Testicular neuroendocrine tumours (TNETs) are rare accounting for less than 1% of all testicular neoplasms. We present the case of a 64-year-old male referred from urology services with a slowly enlarging, painless, firm right testicular mass. This was on a background of chronic kidney disease IV secondary to membranoproliferative glomerulonephritis. Ultrasound revealed an enlarged right testis with a 2.5 x 2.8 x 3.3cm encapsulated, heterogenous, intratesticular mass. Of note, a previous testicular ultrasound in 2004 had shown a coarse calcification of the right testicle with a differential diagnosis at that time of old tuberculosis epididymitis. He proceeded to radical orchidectomy. Post-operative histology revealed a well-differentiated tumour, 27 mm in maximum dimension, Ki67 2%, with tumour cells positive for synaptophysin, cytokeratin AE1/3, somatostatin receptor 2A, and chromogranin. Findings were in keeping with a primary TNET, monodermal teratoma, pre-pubertal type. The patient is planned for Gallium DOTA-TOC PET CT to out rule metastatic disease with pending urinary 5HIAA. He denies any symptoms of carcinoid syndrome. TNET can be subdivided into pure tumours (75%) or tumours associated with teratoma (25%). Mean age at presentation is 46 years. Clinical carcinoid syndrome is seen in up to 12% of cases.

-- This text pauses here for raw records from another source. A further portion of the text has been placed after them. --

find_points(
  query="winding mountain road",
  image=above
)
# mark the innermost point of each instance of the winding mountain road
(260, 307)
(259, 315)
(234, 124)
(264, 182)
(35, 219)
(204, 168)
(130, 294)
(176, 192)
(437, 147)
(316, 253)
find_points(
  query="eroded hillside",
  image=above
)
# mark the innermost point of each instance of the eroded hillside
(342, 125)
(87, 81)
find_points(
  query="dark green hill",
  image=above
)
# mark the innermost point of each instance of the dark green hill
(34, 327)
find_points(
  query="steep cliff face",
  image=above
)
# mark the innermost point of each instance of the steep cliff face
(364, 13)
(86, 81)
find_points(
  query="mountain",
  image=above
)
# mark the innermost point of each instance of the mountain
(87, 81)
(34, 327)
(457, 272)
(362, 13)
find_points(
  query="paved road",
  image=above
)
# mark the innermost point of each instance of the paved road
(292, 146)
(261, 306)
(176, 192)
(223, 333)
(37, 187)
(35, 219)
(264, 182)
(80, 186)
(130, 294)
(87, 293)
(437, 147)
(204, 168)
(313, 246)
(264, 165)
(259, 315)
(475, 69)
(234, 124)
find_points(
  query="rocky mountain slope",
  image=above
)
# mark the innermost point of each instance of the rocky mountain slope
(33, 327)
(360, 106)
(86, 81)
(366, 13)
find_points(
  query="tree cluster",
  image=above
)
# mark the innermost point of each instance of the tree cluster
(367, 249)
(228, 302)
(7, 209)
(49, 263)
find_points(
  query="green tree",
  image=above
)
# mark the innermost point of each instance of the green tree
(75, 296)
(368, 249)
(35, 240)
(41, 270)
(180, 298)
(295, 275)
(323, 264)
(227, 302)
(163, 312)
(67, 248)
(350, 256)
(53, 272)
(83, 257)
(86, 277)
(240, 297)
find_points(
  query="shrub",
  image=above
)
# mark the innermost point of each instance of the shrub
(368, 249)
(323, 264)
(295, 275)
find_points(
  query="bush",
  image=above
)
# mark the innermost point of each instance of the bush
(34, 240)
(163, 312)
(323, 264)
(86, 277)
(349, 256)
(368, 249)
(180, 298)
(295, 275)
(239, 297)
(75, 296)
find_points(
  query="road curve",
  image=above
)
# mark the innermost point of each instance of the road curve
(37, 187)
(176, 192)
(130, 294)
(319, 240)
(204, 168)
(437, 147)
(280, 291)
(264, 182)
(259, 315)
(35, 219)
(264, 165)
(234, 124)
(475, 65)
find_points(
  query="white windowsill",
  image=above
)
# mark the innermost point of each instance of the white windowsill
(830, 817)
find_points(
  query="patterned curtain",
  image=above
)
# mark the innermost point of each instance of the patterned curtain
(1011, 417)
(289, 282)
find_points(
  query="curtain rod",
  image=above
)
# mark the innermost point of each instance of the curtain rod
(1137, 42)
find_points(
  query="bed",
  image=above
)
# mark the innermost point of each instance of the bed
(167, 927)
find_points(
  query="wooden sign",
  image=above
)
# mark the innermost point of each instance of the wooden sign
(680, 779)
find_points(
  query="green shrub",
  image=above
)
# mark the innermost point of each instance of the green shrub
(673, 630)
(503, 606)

Metastases via haematogenous spread can occur, with lymphatic spread also reported. Metastatic disease is usually associated with atypical features such as larger tumour size > 7 cm and carcinoid syndrome. Diagnosis is made histologically, and treatment is with orchidectomy. This case highlights the interesting association of a rare TNET associated with pre-pubertal teratoma.